Lipopolysaccharide promotes apoptosis and oxidative injury of porcine small intestinal epithelial cells by down-regulating the expression of glutamine transporter ASCT2

Abstract

Abstract The present study aimed to investigate the effects of lipopolysaccharide (LPS) stimulation on oxidative damage, apoptosis, and glutamine (Gln) transporter Alanine-Serine-Cysteine transporter 2 (ASCT2) expression in porcine small intestinal epithelial cells (IPEC-J2), and preliminarily elucidated the relationship between ASCT2 expression level and oxidative damage and apoptosis of IPEC-J2 cells. IPEC-J2 cells were treated without (control group, CON, N = 6) or with 1 μg/mL LPS (LPS group, LPS, N = 6).
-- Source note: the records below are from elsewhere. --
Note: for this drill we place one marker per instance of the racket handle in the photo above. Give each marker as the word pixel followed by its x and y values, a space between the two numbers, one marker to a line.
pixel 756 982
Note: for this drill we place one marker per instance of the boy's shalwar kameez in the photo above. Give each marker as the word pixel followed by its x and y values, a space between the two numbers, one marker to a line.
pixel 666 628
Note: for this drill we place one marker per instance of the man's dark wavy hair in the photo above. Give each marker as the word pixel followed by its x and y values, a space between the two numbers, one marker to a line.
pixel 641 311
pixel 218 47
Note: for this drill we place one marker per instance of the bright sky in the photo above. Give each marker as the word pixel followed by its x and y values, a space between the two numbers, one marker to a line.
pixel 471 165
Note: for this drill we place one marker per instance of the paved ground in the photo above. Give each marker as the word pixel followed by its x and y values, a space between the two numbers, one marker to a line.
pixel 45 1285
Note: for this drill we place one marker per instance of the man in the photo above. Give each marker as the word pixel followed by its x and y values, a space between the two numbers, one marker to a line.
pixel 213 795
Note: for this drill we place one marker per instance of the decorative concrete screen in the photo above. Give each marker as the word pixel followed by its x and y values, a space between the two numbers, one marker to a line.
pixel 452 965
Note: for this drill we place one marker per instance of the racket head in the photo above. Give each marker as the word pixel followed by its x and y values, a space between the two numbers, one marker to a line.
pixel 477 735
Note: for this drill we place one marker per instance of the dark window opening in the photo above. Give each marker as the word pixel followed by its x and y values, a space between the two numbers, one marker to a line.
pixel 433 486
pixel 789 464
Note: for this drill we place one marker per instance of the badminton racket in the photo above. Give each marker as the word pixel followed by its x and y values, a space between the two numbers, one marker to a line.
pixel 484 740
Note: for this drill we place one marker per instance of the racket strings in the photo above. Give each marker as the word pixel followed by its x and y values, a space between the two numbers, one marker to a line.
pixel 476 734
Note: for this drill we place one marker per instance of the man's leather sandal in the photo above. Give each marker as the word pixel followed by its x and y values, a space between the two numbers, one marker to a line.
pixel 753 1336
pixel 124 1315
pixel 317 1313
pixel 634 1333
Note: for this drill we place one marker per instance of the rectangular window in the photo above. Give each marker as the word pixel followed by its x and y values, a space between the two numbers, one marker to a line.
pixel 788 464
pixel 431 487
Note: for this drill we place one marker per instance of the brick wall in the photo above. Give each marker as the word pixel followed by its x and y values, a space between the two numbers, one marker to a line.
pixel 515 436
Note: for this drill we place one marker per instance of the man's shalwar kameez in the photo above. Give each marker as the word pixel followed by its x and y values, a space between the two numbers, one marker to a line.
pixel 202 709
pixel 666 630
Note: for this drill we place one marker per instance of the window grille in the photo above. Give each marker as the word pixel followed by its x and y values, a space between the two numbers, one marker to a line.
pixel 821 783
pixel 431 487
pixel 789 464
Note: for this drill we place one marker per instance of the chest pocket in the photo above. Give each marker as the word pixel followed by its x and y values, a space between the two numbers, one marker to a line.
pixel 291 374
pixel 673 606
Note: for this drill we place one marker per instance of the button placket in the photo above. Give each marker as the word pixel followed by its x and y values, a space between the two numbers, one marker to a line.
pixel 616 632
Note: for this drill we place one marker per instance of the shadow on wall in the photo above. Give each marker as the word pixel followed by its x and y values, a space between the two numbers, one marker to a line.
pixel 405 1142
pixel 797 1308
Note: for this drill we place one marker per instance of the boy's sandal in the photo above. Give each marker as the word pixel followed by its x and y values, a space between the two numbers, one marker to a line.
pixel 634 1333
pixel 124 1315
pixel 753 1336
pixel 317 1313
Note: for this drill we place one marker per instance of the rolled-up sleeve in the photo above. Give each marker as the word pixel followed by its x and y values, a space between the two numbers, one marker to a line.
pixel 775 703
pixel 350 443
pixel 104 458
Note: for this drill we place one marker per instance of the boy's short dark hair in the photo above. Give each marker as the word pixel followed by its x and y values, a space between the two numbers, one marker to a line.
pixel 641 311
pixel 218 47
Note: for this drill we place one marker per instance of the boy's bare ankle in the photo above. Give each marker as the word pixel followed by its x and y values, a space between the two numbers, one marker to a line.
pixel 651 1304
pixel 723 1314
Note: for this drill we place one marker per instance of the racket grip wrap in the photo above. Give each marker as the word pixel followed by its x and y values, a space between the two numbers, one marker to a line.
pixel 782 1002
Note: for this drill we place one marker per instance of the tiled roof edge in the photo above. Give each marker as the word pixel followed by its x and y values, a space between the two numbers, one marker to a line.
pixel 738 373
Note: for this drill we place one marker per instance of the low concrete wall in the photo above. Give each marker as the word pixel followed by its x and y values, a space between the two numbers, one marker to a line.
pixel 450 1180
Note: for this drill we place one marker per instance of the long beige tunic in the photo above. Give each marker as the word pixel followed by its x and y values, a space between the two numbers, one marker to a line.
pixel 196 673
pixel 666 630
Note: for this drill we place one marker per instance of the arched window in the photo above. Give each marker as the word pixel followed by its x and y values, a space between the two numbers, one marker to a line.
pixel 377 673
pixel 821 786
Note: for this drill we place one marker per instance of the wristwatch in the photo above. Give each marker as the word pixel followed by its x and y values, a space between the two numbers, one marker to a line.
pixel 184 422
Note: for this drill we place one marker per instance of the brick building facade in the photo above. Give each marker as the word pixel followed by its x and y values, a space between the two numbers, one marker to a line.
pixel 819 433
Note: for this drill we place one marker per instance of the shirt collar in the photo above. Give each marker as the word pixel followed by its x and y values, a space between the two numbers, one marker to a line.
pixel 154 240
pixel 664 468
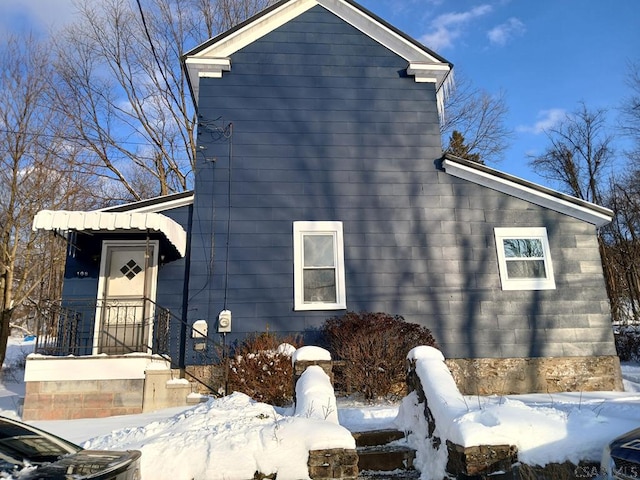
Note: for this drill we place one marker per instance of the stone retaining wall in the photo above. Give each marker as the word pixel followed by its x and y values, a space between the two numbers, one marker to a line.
pixel 333 463
pixel 504 376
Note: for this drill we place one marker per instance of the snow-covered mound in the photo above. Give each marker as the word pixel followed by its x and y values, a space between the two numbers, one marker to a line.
pixel 232 437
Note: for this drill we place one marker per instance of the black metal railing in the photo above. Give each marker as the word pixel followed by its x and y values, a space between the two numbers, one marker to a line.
pixel 124 326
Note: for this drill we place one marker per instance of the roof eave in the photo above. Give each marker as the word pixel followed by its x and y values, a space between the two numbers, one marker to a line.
pixel 528 191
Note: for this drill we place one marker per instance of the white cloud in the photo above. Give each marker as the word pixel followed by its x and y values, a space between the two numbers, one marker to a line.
pixel 547 119
pixel 501 34
pixel 35 15
pixel 449 26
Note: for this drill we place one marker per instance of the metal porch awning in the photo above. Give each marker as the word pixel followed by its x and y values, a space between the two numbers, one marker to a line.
pixel 66 220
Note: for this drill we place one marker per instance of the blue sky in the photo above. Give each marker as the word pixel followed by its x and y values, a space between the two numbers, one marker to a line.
pixel 545 55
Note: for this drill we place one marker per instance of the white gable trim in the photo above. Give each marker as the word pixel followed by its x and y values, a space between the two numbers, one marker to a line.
pixel 212 60
pixel 582 210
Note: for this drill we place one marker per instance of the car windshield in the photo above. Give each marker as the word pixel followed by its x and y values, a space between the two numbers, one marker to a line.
pixel 23 444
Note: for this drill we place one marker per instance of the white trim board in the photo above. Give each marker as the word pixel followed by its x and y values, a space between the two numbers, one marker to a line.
pixel 211 58
pixel 41 368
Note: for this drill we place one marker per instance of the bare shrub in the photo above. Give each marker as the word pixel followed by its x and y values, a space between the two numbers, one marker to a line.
pixel 373 347
pixel 628 343
pixel 259 370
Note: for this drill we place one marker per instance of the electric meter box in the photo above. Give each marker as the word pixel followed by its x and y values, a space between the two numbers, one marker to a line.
pixel 224 321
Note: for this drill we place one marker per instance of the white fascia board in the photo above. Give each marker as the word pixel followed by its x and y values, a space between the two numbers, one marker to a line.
pixel 40 368
pixel 420 62
pixel 198 67
pixel 597 216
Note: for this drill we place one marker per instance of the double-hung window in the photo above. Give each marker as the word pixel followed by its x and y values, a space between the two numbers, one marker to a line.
pixel 524 258
pixel 319 280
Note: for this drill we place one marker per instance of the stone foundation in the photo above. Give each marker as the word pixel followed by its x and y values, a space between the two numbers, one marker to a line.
pixel 504 376
pixel 333 463
pixel 480 459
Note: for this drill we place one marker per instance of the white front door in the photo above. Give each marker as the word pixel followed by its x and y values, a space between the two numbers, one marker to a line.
pixel 124 314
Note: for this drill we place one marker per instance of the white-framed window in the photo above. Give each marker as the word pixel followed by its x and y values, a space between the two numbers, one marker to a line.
pixel 524 258
pixel 318 266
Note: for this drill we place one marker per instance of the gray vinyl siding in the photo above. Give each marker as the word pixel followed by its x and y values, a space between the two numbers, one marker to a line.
pixel 326 126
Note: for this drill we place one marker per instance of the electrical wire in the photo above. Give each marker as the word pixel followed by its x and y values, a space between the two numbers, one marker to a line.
pixel 155 54
pixel 226 267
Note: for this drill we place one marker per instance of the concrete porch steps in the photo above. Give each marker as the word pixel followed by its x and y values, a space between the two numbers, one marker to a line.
pixel 384 454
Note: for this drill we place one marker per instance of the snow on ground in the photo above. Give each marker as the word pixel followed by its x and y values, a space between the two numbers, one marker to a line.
pixel 234 436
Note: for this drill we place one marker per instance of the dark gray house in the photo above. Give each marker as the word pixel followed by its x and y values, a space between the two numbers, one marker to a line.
pixel 321 187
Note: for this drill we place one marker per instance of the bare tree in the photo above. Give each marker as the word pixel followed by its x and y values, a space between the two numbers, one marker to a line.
pixel 123 87
pixel 479 118
pixel 579 154
pixel 630 125
pixel 36 172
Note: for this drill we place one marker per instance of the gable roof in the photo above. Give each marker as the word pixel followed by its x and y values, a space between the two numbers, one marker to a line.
pixel 212 58
pixel 525 190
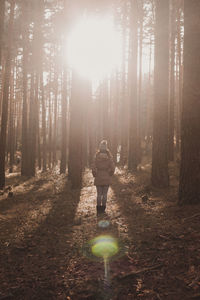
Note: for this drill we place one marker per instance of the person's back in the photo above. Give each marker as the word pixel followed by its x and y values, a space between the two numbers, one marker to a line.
pixel 103 169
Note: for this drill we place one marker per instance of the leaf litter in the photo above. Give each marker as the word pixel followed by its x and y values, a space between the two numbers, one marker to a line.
pixel 46 226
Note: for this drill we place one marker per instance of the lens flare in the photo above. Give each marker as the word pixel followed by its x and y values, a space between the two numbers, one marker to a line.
pixel 103 223
pixel 94 47
pixel 104 246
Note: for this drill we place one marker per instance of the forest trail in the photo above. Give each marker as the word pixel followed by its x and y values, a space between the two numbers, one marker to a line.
pixel 46 229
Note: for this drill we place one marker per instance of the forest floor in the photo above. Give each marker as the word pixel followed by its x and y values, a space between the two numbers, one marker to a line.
pixel 46 231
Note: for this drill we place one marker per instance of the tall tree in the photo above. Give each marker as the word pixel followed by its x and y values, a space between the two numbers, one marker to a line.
pixel 159 175
pixel 25 41
pixel 189 188
pixel 133 112
pixel 4 117
pixel 172 81
pixel 75 163
pixel 2 15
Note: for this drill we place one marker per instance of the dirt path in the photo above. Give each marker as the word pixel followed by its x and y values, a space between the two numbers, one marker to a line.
pixel 45 231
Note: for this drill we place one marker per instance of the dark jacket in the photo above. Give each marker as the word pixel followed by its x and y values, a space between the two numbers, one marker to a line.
pixel 103 168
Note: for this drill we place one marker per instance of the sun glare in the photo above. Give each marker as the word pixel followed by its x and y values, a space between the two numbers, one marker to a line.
pixel 94 48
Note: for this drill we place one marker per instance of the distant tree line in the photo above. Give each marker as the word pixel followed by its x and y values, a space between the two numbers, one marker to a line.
pixel 51 117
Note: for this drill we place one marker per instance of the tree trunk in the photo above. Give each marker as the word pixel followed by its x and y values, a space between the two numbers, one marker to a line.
pixel 64 124
pixel 172 81
pixel 189 188
pixel 24 158
pixel 4 118
pixel 133 126
pixel 2 16
pixel 76 131
pixel 159 175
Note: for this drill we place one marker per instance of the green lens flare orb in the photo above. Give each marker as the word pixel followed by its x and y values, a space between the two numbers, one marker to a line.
pixel 103 223
pixel 104 246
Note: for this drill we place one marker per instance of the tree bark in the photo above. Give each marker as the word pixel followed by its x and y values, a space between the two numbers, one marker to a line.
pixel 159 175
pixel 4 117
pixel 133 111
pixel 189 188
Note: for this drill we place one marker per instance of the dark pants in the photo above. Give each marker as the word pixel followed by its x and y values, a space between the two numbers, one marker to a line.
pixel 102 191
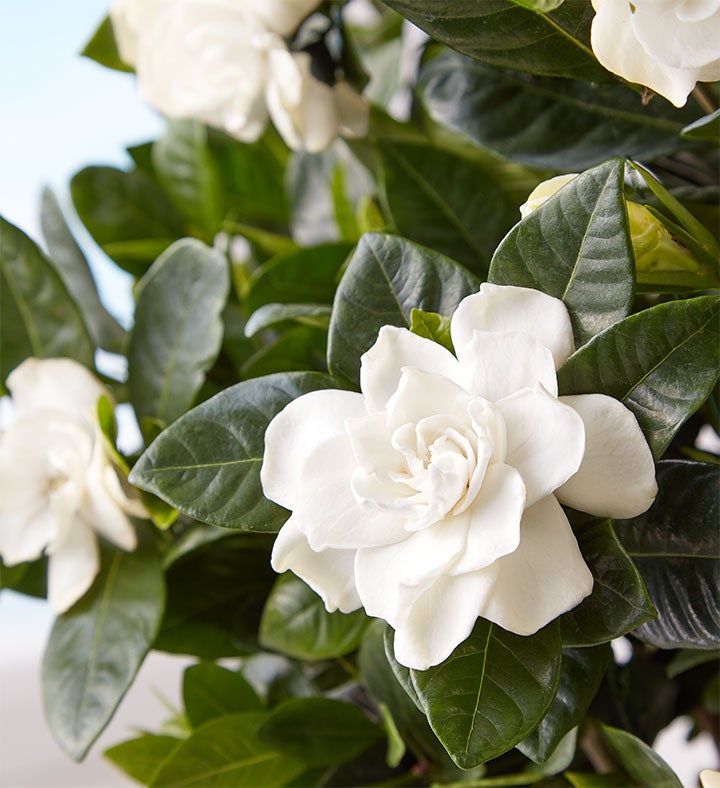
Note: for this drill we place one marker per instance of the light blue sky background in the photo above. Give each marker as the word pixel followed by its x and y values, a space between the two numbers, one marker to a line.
pixel 60 112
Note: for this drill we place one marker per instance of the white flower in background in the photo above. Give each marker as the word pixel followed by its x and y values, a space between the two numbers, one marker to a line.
pixel 433 497
pixel 666 45
pixel 58 486
pixel 224 62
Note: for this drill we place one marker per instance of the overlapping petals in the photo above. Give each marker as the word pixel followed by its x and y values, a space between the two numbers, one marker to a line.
pixel 429 499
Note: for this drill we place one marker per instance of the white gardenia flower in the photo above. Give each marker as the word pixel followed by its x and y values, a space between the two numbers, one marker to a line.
pixel 225 62
pixel 433 497
pixel 58 486
pixel 666 45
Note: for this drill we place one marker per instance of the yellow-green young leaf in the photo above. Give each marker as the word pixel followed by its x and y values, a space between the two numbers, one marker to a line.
pixel 96 648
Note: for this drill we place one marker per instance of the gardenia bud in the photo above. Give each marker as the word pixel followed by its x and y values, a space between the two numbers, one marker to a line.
pixel 666 45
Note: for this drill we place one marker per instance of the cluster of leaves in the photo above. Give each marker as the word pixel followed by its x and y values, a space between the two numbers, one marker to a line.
pixel 263 275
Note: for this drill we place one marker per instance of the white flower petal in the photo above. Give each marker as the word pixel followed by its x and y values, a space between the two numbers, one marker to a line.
pixel 617 474
pixel 326 510
pixel 296 431
pixel 495 515
pixel 545 577
pixel 72 567
pixel 438 621
pixel 395 348
pixel 328 572
pixel 497 364
pixel 545 440
pixel 57 384
pixel 500 308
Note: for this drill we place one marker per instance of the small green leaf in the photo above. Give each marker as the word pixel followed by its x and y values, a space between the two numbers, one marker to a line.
pixel 226 751
pixel 102 48
pixel 177 331
pixel 433 326
pixel 37 315
pixel 295 622
pixel 143 757
pixel 319 731
pixel 676 546
pixel 96 648
pixel 70 263
pixel 581 672
pixel 661 363
pixel 189 174
pixel 385 279
pixel 210 691
pixel 491 692
pixel 576 246
pixel 619 601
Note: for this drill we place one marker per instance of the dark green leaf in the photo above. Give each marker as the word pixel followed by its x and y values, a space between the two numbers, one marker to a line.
pixel 299 276
pixel 295 622
pixel 660 363
pixel 96 648
pixel 491 692
pixel 576 246
pixel 102 48
pixel 37 315
pixel 637 760
pixel 432 326
pixel 543 121
pixel 70 263
pixel 207 464
pixel 189 175
pixel 227 752
pixel 215 596
pixel 676 545
pixel 619 601
pixel 178 331
pixel 280 315
pixel 446 202
pixel 210 691
pixel 127 214
pixel 319 731
pixel 581 672
pixel 385 279
pixel 142 758
pixel 503 34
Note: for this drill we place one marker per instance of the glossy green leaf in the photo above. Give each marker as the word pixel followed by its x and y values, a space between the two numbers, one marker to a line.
pixel 319 731
pixel 278 316
pixel 37 315
pixel 446 202
pixel 210 691
pixel 581 672
pixel 304 276
pixel 143 757
pixel 207 464
pixel 619 601
pixel 127 214
pixel 576 246
pixel 491 692
pixel 639 761
pixel 676 546
pixel 505 34
pixel 386 278
pixel 560 124
pixel 177 331
pixel 96 648
pixel 70 263
pixel 215 595
pixel 227 752
pixel 189 174
pixel 295 622
pixel 661 363
pixel 102 48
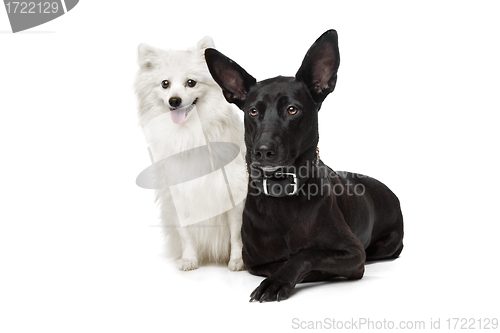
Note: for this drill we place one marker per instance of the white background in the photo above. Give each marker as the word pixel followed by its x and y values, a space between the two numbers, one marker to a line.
pixel 416 106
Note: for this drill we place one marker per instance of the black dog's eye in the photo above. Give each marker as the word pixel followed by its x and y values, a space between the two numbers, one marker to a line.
pixel 253 112
pixel 292 110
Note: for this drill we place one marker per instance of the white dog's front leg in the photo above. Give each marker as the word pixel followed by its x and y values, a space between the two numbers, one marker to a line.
pixel 234 220
pixel 189 259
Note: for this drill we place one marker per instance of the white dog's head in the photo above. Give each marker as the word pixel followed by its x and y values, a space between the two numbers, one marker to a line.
pixel 172 81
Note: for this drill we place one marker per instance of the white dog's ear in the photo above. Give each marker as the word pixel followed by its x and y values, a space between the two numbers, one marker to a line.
pixel 147 55
pixel 205 43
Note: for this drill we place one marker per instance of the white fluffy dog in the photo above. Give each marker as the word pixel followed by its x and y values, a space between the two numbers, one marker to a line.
pixel 192 131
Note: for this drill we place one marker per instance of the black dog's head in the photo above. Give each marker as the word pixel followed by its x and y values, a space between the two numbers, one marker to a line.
pixel 281 114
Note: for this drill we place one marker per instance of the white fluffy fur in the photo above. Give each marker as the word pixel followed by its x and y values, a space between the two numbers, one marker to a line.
pixel 217 239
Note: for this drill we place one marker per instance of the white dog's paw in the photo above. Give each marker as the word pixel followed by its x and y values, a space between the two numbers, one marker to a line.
pixel 236 264
pixel 187 264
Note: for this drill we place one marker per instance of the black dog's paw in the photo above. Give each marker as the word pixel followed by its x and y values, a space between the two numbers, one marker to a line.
pixel 272 290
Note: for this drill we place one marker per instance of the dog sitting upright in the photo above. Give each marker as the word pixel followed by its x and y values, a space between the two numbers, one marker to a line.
pixel 302 221
pixel 194 137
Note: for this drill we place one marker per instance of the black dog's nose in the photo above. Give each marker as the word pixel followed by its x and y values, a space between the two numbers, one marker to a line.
pixel 265 152
pixel 175 101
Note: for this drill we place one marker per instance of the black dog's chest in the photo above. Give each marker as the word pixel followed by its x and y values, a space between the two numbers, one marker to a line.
pixel 275 230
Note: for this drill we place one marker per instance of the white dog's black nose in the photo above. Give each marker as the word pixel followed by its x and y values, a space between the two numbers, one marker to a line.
pixel 175 102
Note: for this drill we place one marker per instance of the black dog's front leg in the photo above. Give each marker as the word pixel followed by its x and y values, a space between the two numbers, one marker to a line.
pixel 308 265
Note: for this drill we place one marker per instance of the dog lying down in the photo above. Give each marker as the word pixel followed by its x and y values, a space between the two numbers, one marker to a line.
pixel 194 136
pixel 302 221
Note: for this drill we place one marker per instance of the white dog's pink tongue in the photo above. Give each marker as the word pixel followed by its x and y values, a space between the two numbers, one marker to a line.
pixel 178 115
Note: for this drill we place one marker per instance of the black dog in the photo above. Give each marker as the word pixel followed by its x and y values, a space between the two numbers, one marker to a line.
pixel 302 221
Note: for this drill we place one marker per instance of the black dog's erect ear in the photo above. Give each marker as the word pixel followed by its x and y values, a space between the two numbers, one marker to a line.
pixel 234 80
pixel 319 67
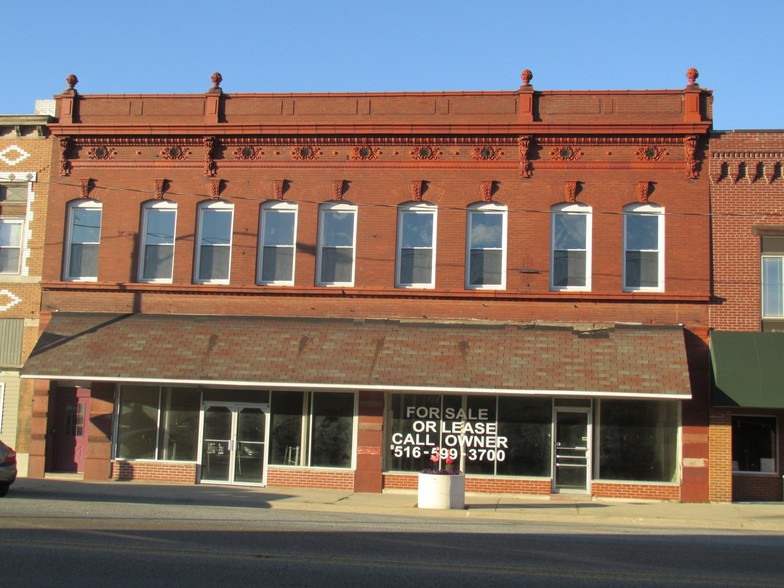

Cell viability, lactate dehydrogenase (LDH) content, malonaldehyde (MDA), anti-oxidant enzymes (superoxide dismutase [SOD], catalase [CAT], glutathione peroxidase [GSH-Px], and total anti-oxidant capacity [T-AOC]), apoptosis of IPEC-J2 cells, the expression of Caspase3, the expression of ASCT2 mRNA and ASCT2 protein was detected. The results showed that LPS stimulation of IPEC-J2 cells significantly reduced the cell viability, and anti-oxidant enzymes activity (SOD, CAT, and GSH-Px), and significantly increased LDH and MDA release. Flow cytometry results showed that LPS stimulation significantly increased the late apoptosis rate and the total apoptosis rate of IPEC-J2 cells. The immunofluorescence results showed that the fluorescence intensity of LPS stimulated IPEC-J2 cells was significantly enhanced. LPS stimulation significantly decreased the mRNA and protein expression of ASCT2 in IPEC-J2 cells. The correlation analysis showed that ASCT2 expression was negatively correlated with apoptosis, and positively correlated with the anti-oxidant capacity of IPEC-J2 cells. According to the results of this study, it can be preliminarily concluded that LPS promotes the apoptosis and oxidative injury of IPEC-J2 cells by down-regulating the expression of ASCT2.